When Bruce Bartos was hired in 2008 as a machine tool instructor, he was challenged to rebuild a part-time program with only two students. In the years that have passed, he has used enthusiasm, energy, and drive to shape it into the preeminent program in the region.
Changes have included a new name, advanced manufacturing design technology (AMDT), reworked curriculum and increased support from area businesses and industry. The college also applied for and received a $2.2 million National Science Foundation grant to upgrade equipment and curriculum, add resources and hire people to aid in building the program.
Bartos’ contacts with local industry helped pave the way for a capital campaign. The $10.5 million built a 17,000 square-foot addition to the Hamilton Building. Nominators say Bartos is a staunch advocate for his students and his contributions to the AMDT program are evident to anyone who walks into the new lab. His energy and enthusiasm are infectious and an asset to the Hastings Campus and CCC.
Nominators describe Wanda Cloet, director of the dental hygiene program, as a tireless leader who continually updates the program with new technology and science-based products and seeks grants and opportunities to improve the education of dental hygiene students.

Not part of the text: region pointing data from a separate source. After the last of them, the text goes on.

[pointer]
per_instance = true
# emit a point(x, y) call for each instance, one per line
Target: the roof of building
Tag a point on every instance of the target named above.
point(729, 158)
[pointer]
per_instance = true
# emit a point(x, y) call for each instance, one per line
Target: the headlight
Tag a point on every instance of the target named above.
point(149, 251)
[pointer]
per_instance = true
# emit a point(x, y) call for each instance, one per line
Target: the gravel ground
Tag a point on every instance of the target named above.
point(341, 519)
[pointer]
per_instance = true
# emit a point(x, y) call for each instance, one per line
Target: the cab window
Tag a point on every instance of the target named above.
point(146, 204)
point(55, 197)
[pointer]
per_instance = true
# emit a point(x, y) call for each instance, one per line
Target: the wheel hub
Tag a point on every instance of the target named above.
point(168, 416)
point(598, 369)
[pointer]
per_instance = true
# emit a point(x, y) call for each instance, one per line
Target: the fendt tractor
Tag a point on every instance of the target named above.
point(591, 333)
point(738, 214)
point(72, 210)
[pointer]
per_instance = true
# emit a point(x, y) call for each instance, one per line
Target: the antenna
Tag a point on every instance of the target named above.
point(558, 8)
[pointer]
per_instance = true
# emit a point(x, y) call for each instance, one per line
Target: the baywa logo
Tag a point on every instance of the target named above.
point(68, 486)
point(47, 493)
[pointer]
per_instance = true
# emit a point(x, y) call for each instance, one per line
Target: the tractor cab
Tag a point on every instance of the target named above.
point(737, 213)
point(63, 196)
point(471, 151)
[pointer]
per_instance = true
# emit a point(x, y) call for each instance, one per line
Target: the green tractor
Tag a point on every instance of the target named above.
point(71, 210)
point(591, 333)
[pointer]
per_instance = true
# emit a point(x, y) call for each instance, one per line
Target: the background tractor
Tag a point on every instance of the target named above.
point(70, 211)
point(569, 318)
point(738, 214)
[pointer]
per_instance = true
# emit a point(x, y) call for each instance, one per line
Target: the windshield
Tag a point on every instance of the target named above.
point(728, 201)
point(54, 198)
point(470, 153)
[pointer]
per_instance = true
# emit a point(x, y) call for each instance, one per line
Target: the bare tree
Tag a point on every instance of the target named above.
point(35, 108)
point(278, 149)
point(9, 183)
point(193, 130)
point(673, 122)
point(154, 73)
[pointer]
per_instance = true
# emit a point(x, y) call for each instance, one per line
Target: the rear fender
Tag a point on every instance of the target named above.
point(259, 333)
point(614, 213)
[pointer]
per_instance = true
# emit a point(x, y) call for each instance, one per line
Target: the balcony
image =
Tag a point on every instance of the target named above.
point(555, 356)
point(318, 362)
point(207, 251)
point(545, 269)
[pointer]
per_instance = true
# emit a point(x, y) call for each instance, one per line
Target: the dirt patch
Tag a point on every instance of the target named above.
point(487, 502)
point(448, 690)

They said she is a firm believer in lifelong learning who encourages adjunct faculty to continue their education and helps them with the research and projects required to obtain their degrees.
Most recently, she led her program through the COVID-19 shutdown, working with faculty and other national leaders to adapt the clinics and labs to meet CCC recommendations and government health mandates.
Cloet also oversees a service-learning program that benefits underserved populations in the CCC area by providing patients with access to care they otherwise wouldn’t have. Dental hygiene students screen more than 4,000 children in local elementary schools, Head Start programs and preschools, providing them with dental sealants, oral health screenings and dental health education. They also screen about 200 patients a year at Project Homeless days in Hastings and Grand Island.
She is a site visitor for the Commission on Dental Accreditation and is active on the local, state and national levels in a variety of dental hygiene organizations.
Leading with Excellence
It took a while, but the 2019-20 Leading with Excellence class at Central Community College finally graduated. Like almost everything else in the world, COVID-19 interfered with and delayed the normal schedule.
The Leading with Excellence program began in the 2016-17 academic year. It is designed to help CCC employees identify opportunities within the college for growth or advancement.
The nine-month program gives participants exposure to every location and access to current CCC leadership. They also learn about college operations and departments, build relationships across departments and locations, and gain from personal and professional development activities.
Any full-time or part-time employee who worked 600 hours in previous last year or taught six credit hours is eligible to apply for the program.
Employees that participated in the 2019-20 (or 21) program were:
Administrative Office: Paige Gibreal, college accountant, and Dani Schwinn, technology integration specialist.
Grand Island Campus: Maria Flores, enrollment specialist; Tami Jones, nursing simulation coordinator; Carrielynn Peace, registration technician and welcome desk; and Jennifer Walker, service center supervisor.
Hastings Campus: Laura Cline, health sciences and business administrative assistant; Tanner Jenkins, biology and chemistry instructor; Sandy Samuelson; extended learning services regional director; Sara Stroman, Project HELP success coach; and Margaret Treff er, assistant registrar.
Kearney Center: Catrina Gray, apprenticeship coordinator.
The inaugural Central Community College Alumni Weekend took place May 13-15 at the Hastings Campus. The festivities began with a red carpet premiere at the Hastings Museum of Bunker University, the documentary of the Naval Ammunition Depot and creation of the Hastings Campus. If you missed seeing Bunker University, a limited number of DVDs are available in the president's office at the Hastings Campus. Please contact Carol Kucera at 402-461-2401. Other events included an alumni golf outing at the Elks Country Club, a 5K glow run/walk, tours of the Hastings Campus buildings and a downtown evening social. Alumni Weekend concluded with a car show and taste of Hastings, featuring local food vendors.
2021 Outstanding Alumni
Dr. Charles E. Sepers Jr. - Columbus Campus
Dr. Charles E. Sepers Jr. completed an associate of arts degree at Central Community College-Grand Island, a bachelor’s degree in psychology and exercise science at the University of Nebraska-Kearney, a master’s degree in public health at the University of Kansas Medical Center and a master’s and doctoral degrees in behavioral psychology at the University of Kansas.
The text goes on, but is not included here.